The plan is a complete sham as shown here.

http://bravenewclimate.com/2010/08/12/zca2020-critique/

 

The authors and researchers are a bunch of uni strudents and sales people propogating their belief in 'greenwash'.  Looking up the authors and investigate their qualifications and expertise for the task.

 

The fac tthe the Greens fell for this sham demonstrates they are extremely gullible.  They will believe anything that fits with their agenda.  What a disaster it would be for Australia if the Greens were to hold the balance of power in the Senate and/or the House of Represntatives.

The Greens

I have voted for the Greens in the Senate for a number of elections but not this time.  The Greens have been more interested in out greening Labor to try and improve their electoral standing than actually achieving concrete results.  Further Christine Milne comes across as a self righteous and rabid zealot.

The Greens bloody minded rejection of the CPRS, which had scope for lifting targets in the response of the rest of the world’s action, indirectly resulted in the demise of both Malcolm Turnbull and Kevin Rudd.  If the Greens see that as a positive achievement they have been smoking too much of the pot that they think should be readily available.  Tony Abbott as Prime Minister is not the outcome someone looking for sound environmental policies should be happy about.

Julia Gillard deliberately has pushed back the timeframe for a carbon tax. If she wins government she knows that until business and the public put sufficient pressure on the Opposition to make them support such a tax there is no hope of introducing one.  She knows that the Greens can’t be negotiated with to pass a scheme that won’t cause massive dislocation to the economy.  The Greens have dealt themselves out of the issue which is fundamental to their cause.  Had they supported the CPRS in its original form, it could have been passed without a lot of the concessions that the Opposition extracted.  There were enough maverick Liberal senators prepared to cross the floor to support it.

I have regarded Bob Brown as a hero from the days of fighting the damming of the wild rivers.  His political manoeuvring on this issue has lost him my respect and the Greens my Senate vote.

 

100% renewables

Yeh, sure, overturn our modern fossil fuel based civilization and live in hope that wind and solar will come to the rescue.

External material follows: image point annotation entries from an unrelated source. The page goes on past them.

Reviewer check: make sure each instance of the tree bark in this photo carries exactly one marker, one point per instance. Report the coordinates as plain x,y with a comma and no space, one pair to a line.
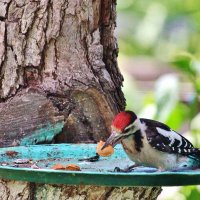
64,52
58,77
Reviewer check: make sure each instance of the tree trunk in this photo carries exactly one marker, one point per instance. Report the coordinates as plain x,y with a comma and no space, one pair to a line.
58,75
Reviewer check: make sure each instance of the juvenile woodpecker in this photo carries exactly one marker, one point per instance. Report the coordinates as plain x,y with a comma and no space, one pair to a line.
151,143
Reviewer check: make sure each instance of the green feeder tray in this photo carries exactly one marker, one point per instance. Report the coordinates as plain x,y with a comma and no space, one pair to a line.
34,164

The problem with this debate is that the public and media have become so green-washed, politicians seem to be able to get away with any nonsense.

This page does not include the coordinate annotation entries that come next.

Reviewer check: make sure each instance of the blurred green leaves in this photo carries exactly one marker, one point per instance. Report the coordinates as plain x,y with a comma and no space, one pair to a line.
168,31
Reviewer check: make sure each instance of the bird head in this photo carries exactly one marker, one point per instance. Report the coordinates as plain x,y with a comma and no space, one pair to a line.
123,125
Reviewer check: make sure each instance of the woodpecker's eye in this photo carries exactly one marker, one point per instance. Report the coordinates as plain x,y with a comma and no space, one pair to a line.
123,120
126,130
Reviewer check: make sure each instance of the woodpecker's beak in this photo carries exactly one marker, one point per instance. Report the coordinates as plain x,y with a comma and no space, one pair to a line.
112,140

The Greens say no to coal fired electricity, no to hydro (no dams), and no to nuclear. It's basically no to anything that's efficient, economical and proven and yes to anything inefficient, uneconomical and technically problemmatic. They call all this an opportunity. Having a few technical problems with that government subsidized geo-thermal plant Mr Flannery?

It's overcast and there is no wind in Sydney today, what now? Quick, someone build a wave energy machine, a tidal energy plant and a geo-thermal plant to compensate. Never mind about the money, money grows on trees in the new carbon economy. Well, for carbon traders and government subsidy recipients, it does.

Consumers will eventually realise they have been taken for a ride in a rickshaw. 'You don't know what you've got until it's gone', so to speak. The only question is, will they be able to rectify the situation electorally or will the damage to the economy, be beyond repair? Let's also not forget what Clive Hamilton had to say about democracy and fighting climate change.

Soft

A pity there were no hard questions about how - nay, if - a "transformation in the economy to 100 per cent renewables as quickly as possible" is going to work, noting that a blithe citation of the ZCA2020 report rates as an instant fail.

Australia a 'backwater' without an emmissions plan? - not so

The NZ government lumbered the country with an ETS that is doomed from the outset. Doomed, why? Because the average punter can not see how the scheme (scam) will in any way benefit the environment, either within NZ or globally. The groups it will benefit will be the traders and that is already painfully obvious. Until a government, any government, gets serious about pollution and polluters and actively targets and penalises them within it's own shores then any politically motivated carbon scheme is doomed.